On Sat, Jul 23, 2022, I mentioned a longer list of titles that are/were missing in a post titled "Some tconst titles missing from titles.basic.tsv".

Thanks!

Employee

 • 

14.4K Messages

 • 

281K Points

Hi @hduston​ -

Thanks for these additional missing title reports, I have filed a new ticket for the appropriate team to investigate further.

3 Messages

 • 

100 Points

Il y a 20 d

Here are some additional info which could help find the source of the problem that still persists

The missing IDs in the TSV files can be as old as the 1923 movie "The Hunchback of Notre Dame" (tt0014142) or "The Wild Child" (tt0064285) from François Truffaut 1970, as well as more recent ones such as "Feast" (tt13097910) or Sinkhole (tt21953638) both released in 2021.

There are also some TV shows in that list (ex: "Norman" tt4191702)

What is peculiar is that some IDs can be found on the title.akas and title.principals or even only on the name.basics without appearing in the main title.basics.

After doing a crosscheck between what appears to be the main title.basics and the 4 "sub-files" (name.basics, title.akas, title.crew and title.principals), there seems to be 8712 incoherencies (mismatch) organized in 2 categories:

  • 2670 IMDb IDs (tconst) correspond to an existing movie/TV show/video/... on the website with 2130 of them that land to a regular page (returns HTTP 200 code) and 540 are 302 redirects to another id.
  • 6042 are inexistent when checking on the imdb.com website (Not found / 404 HTTP error code).

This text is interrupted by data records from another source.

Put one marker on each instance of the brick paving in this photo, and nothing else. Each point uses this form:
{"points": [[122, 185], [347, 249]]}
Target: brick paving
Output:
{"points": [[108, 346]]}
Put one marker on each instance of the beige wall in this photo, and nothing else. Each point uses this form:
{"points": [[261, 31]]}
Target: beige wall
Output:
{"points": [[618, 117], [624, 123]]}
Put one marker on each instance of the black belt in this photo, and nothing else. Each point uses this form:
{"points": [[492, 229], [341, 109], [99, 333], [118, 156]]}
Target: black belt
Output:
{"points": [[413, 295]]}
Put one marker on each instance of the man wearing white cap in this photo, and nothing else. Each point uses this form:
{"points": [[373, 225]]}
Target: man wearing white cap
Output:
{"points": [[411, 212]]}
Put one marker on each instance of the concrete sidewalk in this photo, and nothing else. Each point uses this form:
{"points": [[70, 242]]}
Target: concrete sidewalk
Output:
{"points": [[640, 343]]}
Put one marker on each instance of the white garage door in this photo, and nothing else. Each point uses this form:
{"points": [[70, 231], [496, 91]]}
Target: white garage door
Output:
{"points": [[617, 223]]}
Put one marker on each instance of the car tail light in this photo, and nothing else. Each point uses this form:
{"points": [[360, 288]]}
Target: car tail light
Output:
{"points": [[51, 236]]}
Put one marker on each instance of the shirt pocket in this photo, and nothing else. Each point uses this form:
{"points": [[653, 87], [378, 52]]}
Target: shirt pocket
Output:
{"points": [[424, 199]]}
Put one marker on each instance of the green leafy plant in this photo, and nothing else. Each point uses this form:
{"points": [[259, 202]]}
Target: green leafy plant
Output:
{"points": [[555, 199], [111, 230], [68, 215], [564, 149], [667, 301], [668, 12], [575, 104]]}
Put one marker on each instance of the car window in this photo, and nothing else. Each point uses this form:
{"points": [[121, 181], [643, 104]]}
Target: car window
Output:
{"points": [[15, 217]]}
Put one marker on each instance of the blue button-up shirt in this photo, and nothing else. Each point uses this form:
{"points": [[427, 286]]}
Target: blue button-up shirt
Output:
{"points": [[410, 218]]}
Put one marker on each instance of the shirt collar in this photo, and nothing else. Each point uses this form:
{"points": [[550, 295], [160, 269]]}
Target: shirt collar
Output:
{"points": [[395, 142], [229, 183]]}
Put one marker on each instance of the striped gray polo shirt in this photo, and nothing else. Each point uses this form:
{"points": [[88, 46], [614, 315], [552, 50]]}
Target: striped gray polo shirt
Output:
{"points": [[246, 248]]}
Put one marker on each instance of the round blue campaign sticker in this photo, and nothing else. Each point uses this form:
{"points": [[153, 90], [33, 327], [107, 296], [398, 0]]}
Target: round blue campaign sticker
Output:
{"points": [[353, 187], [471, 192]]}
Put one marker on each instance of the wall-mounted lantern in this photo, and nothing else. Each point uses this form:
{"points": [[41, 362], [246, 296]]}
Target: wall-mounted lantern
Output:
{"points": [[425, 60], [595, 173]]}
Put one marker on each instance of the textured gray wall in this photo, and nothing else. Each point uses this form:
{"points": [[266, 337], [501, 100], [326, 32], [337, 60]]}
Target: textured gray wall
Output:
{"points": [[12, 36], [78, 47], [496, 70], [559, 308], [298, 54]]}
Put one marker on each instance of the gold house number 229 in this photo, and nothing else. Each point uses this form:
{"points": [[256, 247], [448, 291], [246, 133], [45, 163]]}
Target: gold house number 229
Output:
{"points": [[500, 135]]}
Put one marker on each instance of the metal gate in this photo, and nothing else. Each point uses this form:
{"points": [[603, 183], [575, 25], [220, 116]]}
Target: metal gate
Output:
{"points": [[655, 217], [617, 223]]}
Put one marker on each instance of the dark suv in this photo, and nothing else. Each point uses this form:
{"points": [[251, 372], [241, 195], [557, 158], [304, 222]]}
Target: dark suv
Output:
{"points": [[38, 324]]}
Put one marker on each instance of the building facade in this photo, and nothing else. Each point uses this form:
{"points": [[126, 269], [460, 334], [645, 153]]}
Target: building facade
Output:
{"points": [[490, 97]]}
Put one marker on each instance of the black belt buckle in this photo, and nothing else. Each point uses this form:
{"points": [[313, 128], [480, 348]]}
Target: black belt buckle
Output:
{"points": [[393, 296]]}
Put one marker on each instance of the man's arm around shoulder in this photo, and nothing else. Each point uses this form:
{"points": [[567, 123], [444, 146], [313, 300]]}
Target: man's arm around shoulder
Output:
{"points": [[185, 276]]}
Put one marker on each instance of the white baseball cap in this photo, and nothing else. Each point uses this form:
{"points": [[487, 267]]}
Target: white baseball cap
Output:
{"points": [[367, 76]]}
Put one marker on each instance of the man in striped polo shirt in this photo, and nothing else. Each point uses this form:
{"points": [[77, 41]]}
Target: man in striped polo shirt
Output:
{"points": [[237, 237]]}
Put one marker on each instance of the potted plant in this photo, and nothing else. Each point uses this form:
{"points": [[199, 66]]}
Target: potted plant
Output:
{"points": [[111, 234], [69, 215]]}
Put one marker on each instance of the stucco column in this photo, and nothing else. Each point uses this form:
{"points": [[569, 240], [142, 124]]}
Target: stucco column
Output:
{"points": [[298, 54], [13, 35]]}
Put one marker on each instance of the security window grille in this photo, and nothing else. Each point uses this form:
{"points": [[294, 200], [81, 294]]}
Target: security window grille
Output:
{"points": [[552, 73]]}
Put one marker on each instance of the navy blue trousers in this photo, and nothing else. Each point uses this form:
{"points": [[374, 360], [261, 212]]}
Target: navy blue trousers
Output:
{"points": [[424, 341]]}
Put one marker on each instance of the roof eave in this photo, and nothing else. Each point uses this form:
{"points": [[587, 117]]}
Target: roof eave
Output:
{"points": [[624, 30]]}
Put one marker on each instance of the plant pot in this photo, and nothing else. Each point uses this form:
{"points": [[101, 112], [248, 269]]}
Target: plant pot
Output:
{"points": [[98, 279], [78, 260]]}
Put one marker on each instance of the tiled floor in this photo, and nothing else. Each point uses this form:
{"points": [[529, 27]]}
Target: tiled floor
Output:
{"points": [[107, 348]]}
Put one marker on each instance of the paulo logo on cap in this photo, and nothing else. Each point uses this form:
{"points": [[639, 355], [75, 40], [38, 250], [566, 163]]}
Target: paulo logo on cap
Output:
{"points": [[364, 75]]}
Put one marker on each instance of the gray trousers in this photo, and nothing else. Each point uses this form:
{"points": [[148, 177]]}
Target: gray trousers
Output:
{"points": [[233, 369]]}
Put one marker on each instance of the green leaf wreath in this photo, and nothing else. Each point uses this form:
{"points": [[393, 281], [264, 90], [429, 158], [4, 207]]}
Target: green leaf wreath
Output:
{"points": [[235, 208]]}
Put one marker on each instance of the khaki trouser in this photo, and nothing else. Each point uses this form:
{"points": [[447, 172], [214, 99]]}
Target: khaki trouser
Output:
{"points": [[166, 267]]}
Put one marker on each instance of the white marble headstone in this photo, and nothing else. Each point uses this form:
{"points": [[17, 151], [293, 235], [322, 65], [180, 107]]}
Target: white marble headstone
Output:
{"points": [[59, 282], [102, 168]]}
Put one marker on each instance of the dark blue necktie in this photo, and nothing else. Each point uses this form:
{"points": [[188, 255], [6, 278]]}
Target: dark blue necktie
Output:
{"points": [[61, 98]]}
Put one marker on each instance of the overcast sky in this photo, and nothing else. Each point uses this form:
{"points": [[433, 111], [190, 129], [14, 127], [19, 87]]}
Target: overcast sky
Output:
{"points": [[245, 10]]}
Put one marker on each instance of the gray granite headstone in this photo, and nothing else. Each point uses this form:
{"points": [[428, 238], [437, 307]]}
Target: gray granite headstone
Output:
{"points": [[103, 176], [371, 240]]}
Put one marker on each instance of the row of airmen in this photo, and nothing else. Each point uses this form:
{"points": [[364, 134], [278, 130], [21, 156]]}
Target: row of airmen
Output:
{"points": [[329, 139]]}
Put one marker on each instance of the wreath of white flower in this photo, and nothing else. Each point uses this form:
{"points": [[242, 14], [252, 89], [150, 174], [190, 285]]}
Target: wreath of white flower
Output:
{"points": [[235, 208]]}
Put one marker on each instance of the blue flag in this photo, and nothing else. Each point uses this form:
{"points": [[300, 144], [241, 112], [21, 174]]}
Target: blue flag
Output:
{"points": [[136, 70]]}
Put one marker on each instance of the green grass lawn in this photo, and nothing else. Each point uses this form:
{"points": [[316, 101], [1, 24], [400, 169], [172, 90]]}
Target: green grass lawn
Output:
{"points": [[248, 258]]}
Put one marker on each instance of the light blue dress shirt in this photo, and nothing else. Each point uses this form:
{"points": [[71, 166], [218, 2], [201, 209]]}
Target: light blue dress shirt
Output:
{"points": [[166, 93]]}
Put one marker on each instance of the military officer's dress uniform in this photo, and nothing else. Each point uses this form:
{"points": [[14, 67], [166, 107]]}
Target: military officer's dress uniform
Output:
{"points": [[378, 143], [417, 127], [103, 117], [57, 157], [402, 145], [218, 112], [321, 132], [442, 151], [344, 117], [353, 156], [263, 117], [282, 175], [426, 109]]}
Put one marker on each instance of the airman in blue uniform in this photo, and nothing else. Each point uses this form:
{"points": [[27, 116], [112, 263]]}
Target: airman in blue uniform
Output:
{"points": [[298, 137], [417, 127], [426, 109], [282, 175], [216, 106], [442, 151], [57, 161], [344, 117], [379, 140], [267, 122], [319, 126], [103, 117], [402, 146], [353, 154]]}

here are some examples of the IDs found (top/bottom five for each group):

- IDs absent in title.basics but correspond to an existing movie/serie

tt0012182
tt0012852
tt0012937
tt0013743
tt0014142
...
tt21953306
tt21953412
tt21953604
tt21953610
tt21953638

total count = 2130


- IDs absent in title.basics but correspond to an existing movie/serie after being redirected (302)

tt0014327 -> tt0014325
tt0047941-> tt0047940
tt0059860 -> tt0059845
tt0088641 -> tt0085111
tt0103358 -> tt0103357
...
tt21312196 -> tt14604694
tt21336160 -> tt7227442
tt21931516 -> tt21905038
tt21943026 -> tt21926422
tt21944362 -> tt14794336

total count = 540


- IDs found in one of the 4 "sub-files" but not in title.basic and which returns a 404 error in the imdb.com website

tt0021006
tt0021453
tt0023019
tt0024677
tt0036165
...
tt20412466
tt20877586
tt21327936
tt21809398
tt21952054

total count = 6042


I can provide the full list if need be.

(edited)

Employee

 • 

14.4K Messages

 • 

281K Points

Hi @Adren​ -

Thanks for this additional information, I have passed this along to the technical team!